Oil paint’s thick consistency makes the impasto technique possible. Impasto involves using thick, textured strokes to make the surface almost 3D. Famous examples include Van Gogh’s Starry Night and Rembrandt’s self-portraits.

5. Underpainting creates depth

Master painters often start with a grey or brown underpainting. This establishes the composition before building up transparent layers of color. Underpainting allows a focus on values before details.

6. Oil paint needs primed surfaces

Applying oil paints directly onto raw canvas results in darkened colors. The porous surface absorbs pigments. Artists first apply coats of gesso primer to seal the surface.

7. Mediums control drying time

Oils dry via oxidation. Painters can control drying times using mediums. For example:

  • A drying medium like linseed oil speeds up the drying
  • A non-drying medium like clove oil slows it down

8. Smooth blending is possible for days

paint brushes and tubes of oil paints on wooden background
paint brushes and tubes of oil paints on wooden background

Unlike acrylics, oil paints can be smoothly blended even days after application. Oils allow the paint to stay workable for longer. Artists can rework areas by blending.

9. Glazing creates luminosity

Glazing involves building thin, transparent layers over dried underpainting. This creates a deep, luminous optical effect. Vermeer used glazing to create photographic accuracy.

10. Scumbling adds texture

A bustling metropolis, captured in rich oils with a scumbling technique, bringing to life the vibrant energy of the city.

Scumbling involves dragging a dry brush over dried paint to create a broken, textured effect. Turner used scumbling extensively to capture atmospheric textures.

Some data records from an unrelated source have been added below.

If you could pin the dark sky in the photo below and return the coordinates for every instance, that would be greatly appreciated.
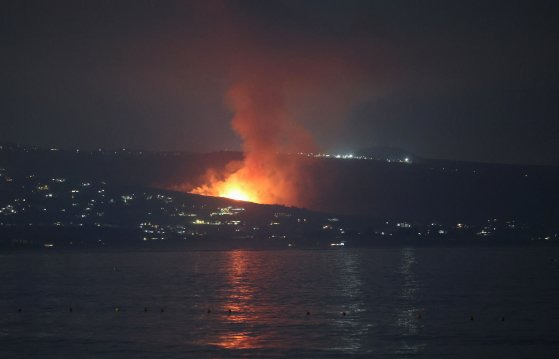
(446, 79)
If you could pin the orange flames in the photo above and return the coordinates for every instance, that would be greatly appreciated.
(267, 130)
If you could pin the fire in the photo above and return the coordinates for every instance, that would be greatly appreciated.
(265, 175)
(236, 193)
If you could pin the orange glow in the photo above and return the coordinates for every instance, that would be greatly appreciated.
(237, 193)
(266, 129)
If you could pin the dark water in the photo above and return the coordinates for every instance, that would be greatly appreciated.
(399, 302)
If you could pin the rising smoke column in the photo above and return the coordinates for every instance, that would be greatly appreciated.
(275, 77)
(268, 132)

11. Oil paint needs fat over lean

Painting with fat over lean involves starting with thin paint and progressing to thicker paint. This prevents cracking as the bottom layers harden before the top.

12. Choosing quality paint matters

Artist-grade paint with high pigment has better longevity than cheaper student grades. Investing in quality materials preserves vibrancy.

Key Takeaways

  • Oil painting originated in 7th century Afghanistan before spreading worldwide
  • Techniques like glazing, impasto, and underpainting add visual depth
  • Priming the surface and using quality paints improves longevity
  • Mediums modify drying times for better bendability
  • Understanding oil paint helps master this versatile classic medium
Oil painting on canvas
Oil painting on canvas


When was oil paint first used and where?

Oil paint was first utilized in the 7th century CE in Afghanistan.

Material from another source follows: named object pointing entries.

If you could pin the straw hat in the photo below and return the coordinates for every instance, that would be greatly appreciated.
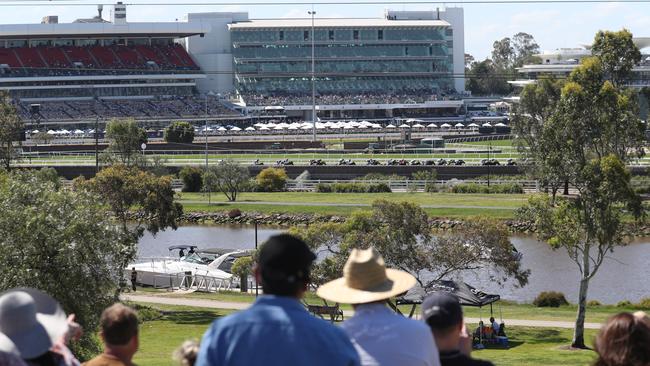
(366, 279)
(32, 320)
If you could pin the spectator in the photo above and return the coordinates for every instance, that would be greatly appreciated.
(444, 315)
(186, 354)
(623, 341)
(277, 329)
(37, 327)
(381, 336)
(119, 332)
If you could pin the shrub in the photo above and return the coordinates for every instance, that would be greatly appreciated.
(550, 299)
(352, 188)
(181, 132)
(192, 179)
(644, 303)
(271, 180)
(508, 188)
(624, 304)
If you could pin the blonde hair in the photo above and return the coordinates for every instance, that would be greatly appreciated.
(186, 354)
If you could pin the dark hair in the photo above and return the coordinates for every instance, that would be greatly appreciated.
(623, 341)
(119, 324)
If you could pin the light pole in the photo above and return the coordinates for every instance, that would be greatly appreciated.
(313, 78)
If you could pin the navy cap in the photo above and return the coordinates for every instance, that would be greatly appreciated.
(441, 310)
(285, 256)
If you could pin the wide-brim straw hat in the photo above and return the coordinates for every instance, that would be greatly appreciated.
(366, 279)
(32, 320)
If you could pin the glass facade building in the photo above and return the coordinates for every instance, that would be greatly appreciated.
(354, 56)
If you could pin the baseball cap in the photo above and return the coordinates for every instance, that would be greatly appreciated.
(441, 310)
(285, 256)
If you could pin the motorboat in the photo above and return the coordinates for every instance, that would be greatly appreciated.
(190, 266)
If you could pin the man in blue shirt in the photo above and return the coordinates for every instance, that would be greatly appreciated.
(277, 329)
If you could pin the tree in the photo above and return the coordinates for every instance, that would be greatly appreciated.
(242, 267)
(271, 179)
(228, 177)
(61, 242)
(182, 132)
(125, 143)
(589, 134)
(138, 201)
(11, 127)
(401, 232)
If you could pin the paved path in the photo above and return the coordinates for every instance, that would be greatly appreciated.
(204, 303)
(342, 204)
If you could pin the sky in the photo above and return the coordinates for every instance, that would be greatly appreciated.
(553, 25)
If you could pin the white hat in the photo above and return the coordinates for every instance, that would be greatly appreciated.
(366, 279)
(32, 320)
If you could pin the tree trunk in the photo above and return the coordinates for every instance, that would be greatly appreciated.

What unique technique did Leonardo da Vinci introduce to oil painting?

Leonardo da Vinci introduced the addition of beeswax to his oil paintings, helping them dry faster while maintaining blend-ability.

How does the “fat over lean” technique benefit oil painting?

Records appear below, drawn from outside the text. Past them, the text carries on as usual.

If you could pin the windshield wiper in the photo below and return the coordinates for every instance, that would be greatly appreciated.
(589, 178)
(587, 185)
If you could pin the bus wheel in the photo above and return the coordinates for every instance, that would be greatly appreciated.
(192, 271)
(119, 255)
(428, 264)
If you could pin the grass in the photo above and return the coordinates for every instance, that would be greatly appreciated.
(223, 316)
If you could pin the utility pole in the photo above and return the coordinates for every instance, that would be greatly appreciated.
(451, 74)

The “fat over lean” technique involves starting with thin paint and progressing to thicker paint, preventing cracks by ensuring the bottom layers harden before the top.

Why is it important to prime a canvas before oil painting?

Priming prevents the direct application of oil paints onto raw canvas, which can result in darkened colors due to the porous surface absorbing pigments. Artists use gesso primer to seal the surface.

How does glazing contribute to the visual effect of an oil painting?

Glazing is a technique that involves building thin, transparent layers over dried underpainting, producing a deep and luminous optical effect.

Palette with oil paint
Palette with oil paint


Oil paints unlocked an exciting new world of creative possibilities for generations of artists. The versatility, workability, and richness inherent to oils enabled artists to achieve a wide range of visual effects from delicate glazes to thick impasto textures. Mastering the core techniques of oil painting requires an understanding of the medium’s unique properties.

This guide covered 12 essential facts about the history, chemistry, and techniques behind oil painting. Taking the time to learn this foundation will provide artists with valuable insight to elevate their work. Oil painting remains popular centuries after its invention because of the depth, luminosity, and archival longevity only possible with these pigment-rich paints. As long as artists continue to push the boundaries of creative expression, oil paint will continue to be a vital medium.